GDA bestens vernetzt im Kanzleramt

Der GDA ist bestens bis ins Kanzleramt vernetzt. Dem Vernehmen nach soll Bundeskanzler Friedrich Merz, überzeugt von der Sache, einen die Initiative Grand Départ 2029 in Deutschland unterstützenden Brief an Frankreichs Staatspräsident Emmanuel Macron geschrieben haben. Der wiederum habe dieses Schreiben mit Nachdruck bei der ASO hinterlassen.

Diesen Vorgang wollte eine Regierungssprecherin nicht bestätigen, weil persönliche Gespräche oder Korrespondenz des Bundeskanzlers mit anderen Staats- und Regierungschefs der Vertraulichkeit unterlägen.
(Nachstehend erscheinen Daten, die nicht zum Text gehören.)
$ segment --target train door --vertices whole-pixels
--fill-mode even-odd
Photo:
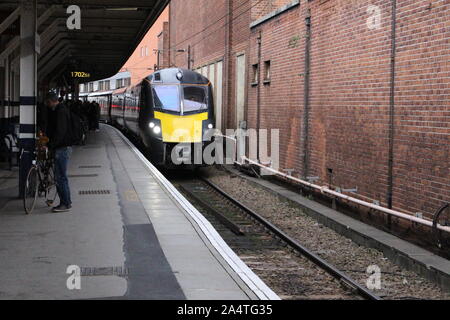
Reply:
[[[108,122],[107,123],[112,123],[112,114],[111,114],[111,112],[112,112],[112,103],[113,103],[113,100],[112,100],[112,95],[109,95],[108,96]]]
[[[133,130],[133,132],[136,135],[139,135],[139,123],[138,123],[138,118],[139,118],[139,98],[141,95],[141,87],[137,86],[135,88],[132,89],[131,91],[131,96],[132,96],[132,104],[131,104],[131,116],[130,116],[130,121],[131,121],[131,130]]]
[[[147,81],[142,82],[141,93],[139,96],[139,114],[138,114],[138,133],[140,136],[143,136],[142,131],[148,129],[148,123],[150,118],[152,117],[150,106],[148,103],[149,97],[147,96],[148,91]]]

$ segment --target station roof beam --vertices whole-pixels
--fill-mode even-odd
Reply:
[[[132,54],[136,46],[167,6],[169,0],[38,0],[37,33],[40,35],[38,55],[38,79],[45,73],[61,68],[77,69],[89,73],[89,81],[114,75]],[[20,19],[21,0],[2,0],[0,34]],[[77,5],[81,9],[81,29],[69,30],[66,21],[70,14],[67,7]],[[20,46],[19,30],[7,45],[0,48],[0,60],[4,60]],[[54,48],[62,43],[66,57],[55,65]],[[61,49],[61,48],[60,48]],[[60,50],[58,49],[58,50]],[[86,55],[87,54],[87,55]],[[108,58],[103,62],[102,55]],[[49,57],[50,55],[50,57]],[[48,65],[50,64],[50,65]],[[41,72],[46,68],[46,72]],[[50,69],[50,71],[48,71]]]

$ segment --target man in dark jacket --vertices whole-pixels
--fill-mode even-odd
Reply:
[[[49,108],[47,135],[50,142],[48,147],[55,155],[55,181],[60,199],[59,206],[53,208],[53,212],[67,212],[72,208],[69,179],[67,178],[67,166],[72,154],[69,132],[70,111],[58,101],[55,93],[49,93],[45,100]]]

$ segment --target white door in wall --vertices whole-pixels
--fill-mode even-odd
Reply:
[[[222,101],[223,101],[223,62],[216,63],[216,99],[214,101],[216,114],[216,128],[222,130]],[[223,133],[225,134],[225,132]]]
[[[236,126],[242,128],[245,120],[245,54],[236,58]]]

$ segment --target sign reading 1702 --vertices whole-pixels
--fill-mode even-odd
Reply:
[[[73,71],[71,72],[72,78],[90,78],[91,74],[87,72],[79,72],[79,71]]]

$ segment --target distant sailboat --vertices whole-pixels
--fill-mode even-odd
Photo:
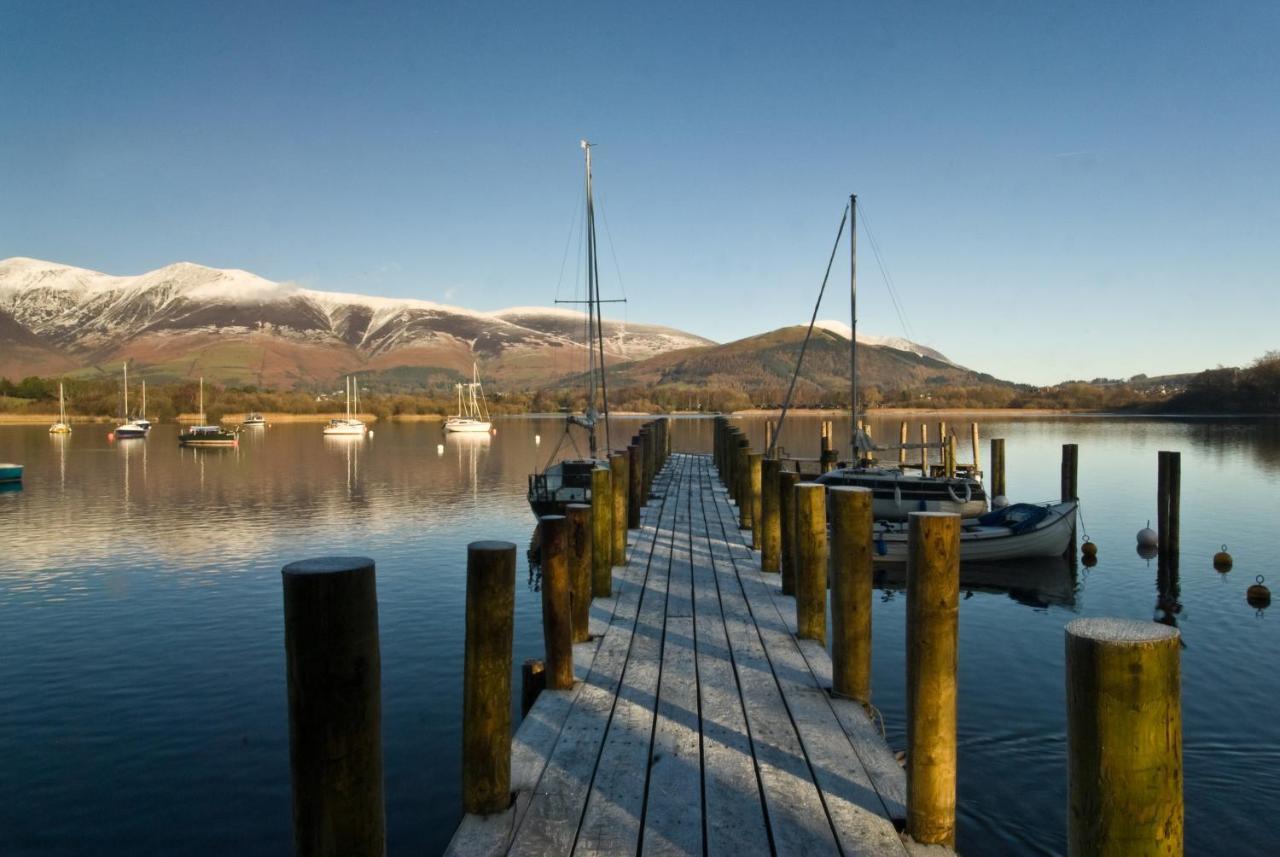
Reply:
[[[355,390],[355,410],[351,409],[351,392]],[[360,386],[354,378],[347,376],[347,415],[340,420],[329,420],[329,424],[324,427],[324,433],[330,437],[334,436],[363,436],[367,432],[366,426],[356,417],[360,413]]]
[[[133,421],[134,425],[142,426],[142,430],[150,433],[151,420],[147,419],[147,381],[142,381],[142,410],[138,412],[138,418]]]
[[[71,425],[67,422],[67,405],[62,396],[62,382],[58,382],[58,421],[49,426],[49,434],[71,434]]]
[[[204,378],[200,379],[200,423],[191,426],[178,435],[181,446],[235,446],[238,442],[236,433],[226,431],[222,426],[207,426],[204,423]]]
[[[458,414],[444,421],[445,431],[487,432],[493,423],[489,420],[489,404],[480,386],[480,369],[471,364],[471,383],[458,384]],[[477,393],[479,395],[477,395]]]
[[[147,436],[148,425],[139,425],[136,421],[129,419],[129,364],[124,364],[124,418],[122,425],[116,426],[116,430],[112,432],[112,436],[116,440],[141,440]]]

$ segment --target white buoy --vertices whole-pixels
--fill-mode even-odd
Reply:
[[[369,439],[373,440],[373,429],[369,429]]]
[[[437,443],[437,444],[436,444],[436,455],[444,455],[444,444],[443,444],[443,443]]]
[[[533,436],[533,445],[534,445],[534,446],[542,446],[542,435],[540,435],[540,434],[535,434],[535,435]]]
[[[1138,530],[1138,547],[1153,548],[1160,544],[1160,536],[1155,530],[1151,529],[1151,522],[1147,521],[1147,525]]]
[[[1008,505],[1009,505],[1009,498],[1004,496],[1003,494],[997,494],[996,496],[991,498],[992,509],[1003,509],[1005,506],[1008,506]]]

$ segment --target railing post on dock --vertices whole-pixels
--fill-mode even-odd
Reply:
[[[969,423],[969,445],[973,447],[973,478],[977,479],[982,472],[981,445],[978,443],[978,424]]]
[[[778,474],[778,532],[781,539],[782,594],[796,594],[796,486],[800,474],[784,470]]]
[[[648,426],[640,426],[637,436],[640,438],[640,494],[647,503],[650,488],[649,464],[653,460],[653,435]]]
[[[733,476],[738,489],[738,528],[747,530],[751,528],[751,446],[745,437],[738,439]]]
[[[912,512],[907,556],[907,833],[956,839],[960,516]]]
[[[946,474],[948,479],[954,479],[956,475],[956,436],[947,435],[946,445]]]
[[[520,716],[528,717],[529,710],[538,701],[538,694],[547,687],[547,665],[541,658],[529,658],[520,665]]]
[[[833,487],[831,690],[871,702],[871,489]]]
[[[543,515],[539,521],[542,524],[542,638],[547,652],[547,687],[568,690],[573,687],[568,522],[564,515]]]
[[[591,507],[569,503],[564,507],[565,551],[569,562],[569,615],[572,639],[583,643],[591,638],[587,624],[591,617],[592,574],[595,570],[592,545]]]
[[[627,528],[631,530],[640,529],[640,507],[644,505],[640,461],[640,439],[633,437],[627,447]]]
[[[760,520],[760,510],[764,502],[761,496],[764,491],[764,455],[759,452],[752,452],[747,455],[747,479],[750,482],[751,492],[751,547],[758,549],[760,547],[760,531],[764,528]]]
[[[1156,487],[1156,538],[1160,553],[1176,556],[1179,550],[1182,510],[1182,453],[1159,453]]]
[[[1004,438],[991,438],[991,499],[1008,497],[1004,486]]]
[[[281,577],[294,848],[306,857],[381,857],[386,810],[373,560],[306,559],[286,565]],[[514,598],[513,563],[508,603]],[[508,683],[510,648],[508,640]],[[506,707],[509,718],[510,697]]]
[[[613,594],[613,471],[591,470],[591,592]]]
[[[1177,629],[1075,619],[1066,643],[1067,853],[1181,855]]]
[[[760,463],[760,570],[777,571],[781,562],[782,523],[778,487],[782,462],[766,458]]]
[[[1080,465],[1080,447],[1074,443],[1062,445],[1062,502],[1079,500],[1078,483]]]
[[[907,421],[898,426],[898,467],[907,463]]]
[[[929,475],[929,424],[920,423],[920,475]]]
[[[627,481],[627,454],[615,452],[609,456],[613,487],[613,564],[627,564],[627,495],[631,486]]]
[[[511,542],[467,545],[463,812],[501,812],[511,803],[511,639],[515,603],[516,546]]]
[[[827,489],[816,482],[795,487],[796,636],[827,641]]]

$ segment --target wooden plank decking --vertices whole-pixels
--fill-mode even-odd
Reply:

Tour-Chef Prudhomme habe "großes Interesse"

Gleichwohl bestätigte die Sprecherin, "dass die Staatsministerin für Sport und Ehrenamt, Christiane Schenderlein, in Korrespondenz mit ihrer französischen Amtskollegin, Marina Ferrari, um politische Unterstützung der deutschen Bewerbung anlässlich des 40. Jahrestags der Überwindung der deutschen und europäischen Teilung sowie im Sinne der deutsch-französischen Freundschaft geworben hat". Ferrari habe Schenderleins Anschreiben "wohlwollend zur Kenntnis genommen und an den französischen Tour-Organisator weitergeleitet".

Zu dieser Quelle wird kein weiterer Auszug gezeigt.